Блистательный прием, однако, грозит затянуться, что никак не входит в мои планы. Проходит три дня; туземцы продолжают уклоняться от ответа на просьбу дать мне проводника; наконец, когда мое нетерпение доходит до предела, один человек соглашается проводить меня по берегу Огове до острова Мбамо[386 - Мбана (Мбамо), остров длиной 3 км, расположен чуть ниже места впадения в Огове Малой Окано.], примерно в трех часах пути от деревни Мамьяки.

Мы покидаем ее 5 мая; я иду с твердым намерением нигде больше не останавливаться, чтобы не создавать новых подобных препятствий. По пути мы встречаем большую деревню, охраняемую пятью сторожевыми постами; ее вождь отказывается дать нам аудиенцию, потому что, по его словам, суеверный страх <перед белыми> мешает ему видеть души мертвых. Затем мы минуем еще две деревни, и в конце концов лесная тропинка приводит нас в Нбеле, селение на берегу реки, откуда открывается широкий вид на норд-норд-ост.

В Нбеле к нам неожиданно присоединяется Мамьяка.

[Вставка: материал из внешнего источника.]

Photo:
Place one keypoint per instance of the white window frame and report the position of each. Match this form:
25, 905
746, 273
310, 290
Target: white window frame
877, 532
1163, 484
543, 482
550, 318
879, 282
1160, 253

Мой очень эгоистичный друг еще раз пытается отговорить меня от похода к Бове: его покровительство, убеждает он, не распространяется дальше, на ту землю, а там ненавидят чужих; моя смелость непременно повлечет за собой непредвиденные несчастья, которые очень огорчат его, хотя в них не будет его вины; он намеревается вернуться обратно, утверждая, что упрямство и поспешность белого вождя все погубили.

Так как во время этих речей я не выказываю никаких колебаний, Мамьяка вынужден сменить аргументацию. Он признается, что после моего прихода в его деревню явился Нааман, вождь Бингимили[387 - В письме от 23 ноября 1876 г. де Бразза называет это селение «Бингилли» (Пис. VII).], селения, расположенного на правом берегу Огове, немного выше водопада Бове. Оказывается, Нааман уже давно наблюдает за мной, но, чтобы быть свободным в своих действиях, он потребовал не выдавать его присутствия. Лучшее решение – это вернуться назад, ибо отныне я могу идти только под защитой Наамана.

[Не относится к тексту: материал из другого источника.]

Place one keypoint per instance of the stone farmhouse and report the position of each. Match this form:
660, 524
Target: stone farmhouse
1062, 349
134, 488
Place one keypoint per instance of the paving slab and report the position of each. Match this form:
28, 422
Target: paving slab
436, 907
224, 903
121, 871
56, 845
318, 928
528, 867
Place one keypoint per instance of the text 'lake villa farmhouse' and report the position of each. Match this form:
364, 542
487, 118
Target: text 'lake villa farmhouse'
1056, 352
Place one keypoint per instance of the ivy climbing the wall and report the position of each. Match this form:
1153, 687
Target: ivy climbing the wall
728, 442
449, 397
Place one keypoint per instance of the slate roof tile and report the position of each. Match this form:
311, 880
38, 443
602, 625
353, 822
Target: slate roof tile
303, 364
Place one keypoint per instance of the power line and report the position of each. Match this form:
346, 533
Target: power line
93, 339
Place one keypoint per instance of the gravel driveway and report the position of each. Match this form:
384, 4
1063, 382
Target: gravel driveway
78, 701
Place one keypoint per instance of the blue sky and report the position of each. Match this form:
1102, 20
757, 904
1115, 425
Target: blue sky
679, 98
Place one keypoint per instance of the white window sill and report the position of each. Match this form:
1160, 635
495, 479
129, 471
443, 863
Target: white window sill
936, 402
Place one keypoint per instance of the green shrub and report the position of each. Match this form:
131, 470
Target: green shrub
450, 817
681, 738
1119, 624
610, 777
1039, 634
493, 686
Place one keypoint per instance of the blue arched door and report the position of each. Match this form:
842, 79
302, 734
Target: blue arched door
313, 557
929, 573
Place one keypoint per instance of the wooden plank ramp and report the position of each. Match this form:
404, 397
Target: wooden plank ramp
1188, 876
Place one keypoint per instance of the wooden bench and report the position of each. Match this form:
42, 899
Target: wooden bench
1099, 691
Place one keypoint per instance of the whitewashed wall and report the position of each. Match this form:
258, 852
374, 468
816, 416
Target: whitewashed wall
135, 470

Проклиная в душе эту восхитительную предосторожность дикарей, я возвращаюсь к Мамьяке. Лицо Наамана мне на самом деле известно; он явно досадует, что его раскрыли; несмотря на это, я немедленно начинаю с ним переговоры. Новые обсуждения, новые неудачи, завуалированные отказы. Тем не менее время требует от меня решительности. Если опасно демонстрировать силу, то еще более губительным будет выказать страх. Я созываю вождей на последнюю палавру[388 - Палавра (от португ. palavra «слово») – собрание вождей и старейшин деревень, на котором обсуждались важные вопросы или разбирались спорные дела.], куда прихожу, держа в одной руке несколько вещей как знак дарения, а в другой – пулю. Я кратко формулирую мою просьбу; Нааман, клянясь в своей личной дружбе ко мне, продолжает говорить, что не может принять на себя ответственность, чтобы провести меня в глубь страны. Тогда очень спокойно я перечисляю богатства, которые мы хотим привезти на наших пирогах, и те высшие силы, которые покровительствуют нам в случае войны:

«У белого, – говорю я, – есть две руки: одна, полная даров для его друзей, другую же вооружает против его врагов сама смерть; середины нет.

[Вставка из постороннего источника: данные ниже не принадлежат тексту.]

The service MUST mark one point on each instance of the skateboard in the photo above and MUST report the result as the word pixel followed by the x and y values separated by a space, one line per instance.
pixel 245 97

Мы можем подняться вверх по реке двумя способами: или предлагая прибрежным жителям обмениваться товарами, из чего они извлекут большую выгоду, или же расчищая берега огнем нашего оружия, которое стреляет без остановки[389 - Так туземцы называют наши магазинные винтовки (примеч. авт.).] и убивает с дальнего расстояния.

Нааман считает, что он не несет никакой ответственности. На самом же деле только от него зависит, обернется ли поход белых счастьем или бедствием для его страны. Либо они оставят на своем пути щедрые дары, либо вскоре Огове покатит к побережью воды, окрашенные кровью оссьеба».

Заявив, что сказал свое последнее слово, я удаляюсь среди полного молчания, которому серьезность происходящего придает особую значимость.

На следующий день я испытываю одну из самых великих радостей в моей жизни. На собрании всех вождей страны Нааман сообщает мне о принятом решении: он соглашается представить меня своим людям как друга. Дорога по Огове, закрытая до этого момента, отныне свободна.

10 мая мы пересекаем Огове выше впадения в нее реки Кан[390 - Ке, или Малая Окано, – правый приток Огове длиной 90 км. Течет с севера на юг и впадает в Огове западнее Бове.] и следуем вдоль левого берега. Оссьеба с гордостью показывают мне многочисленные плантации, которые они отобрали у племен оканда. 11 мая мы прибываем в деревню Микок, где проводим ночь.

Мы находимся совсем недалеко от деревни Наамана, только она расположена на другом берегу. У лодки, которая должна была перевезти нас туда, адума, пока мы спали, обрезали швартовы. Наутро мы пересекаем реку на плоту комбо-комбо. На некотором расстоянии от берега, немного выше водопадов Бове, посредине обширной саванны мы видим хижины Бингимили, нашей новой резиденции.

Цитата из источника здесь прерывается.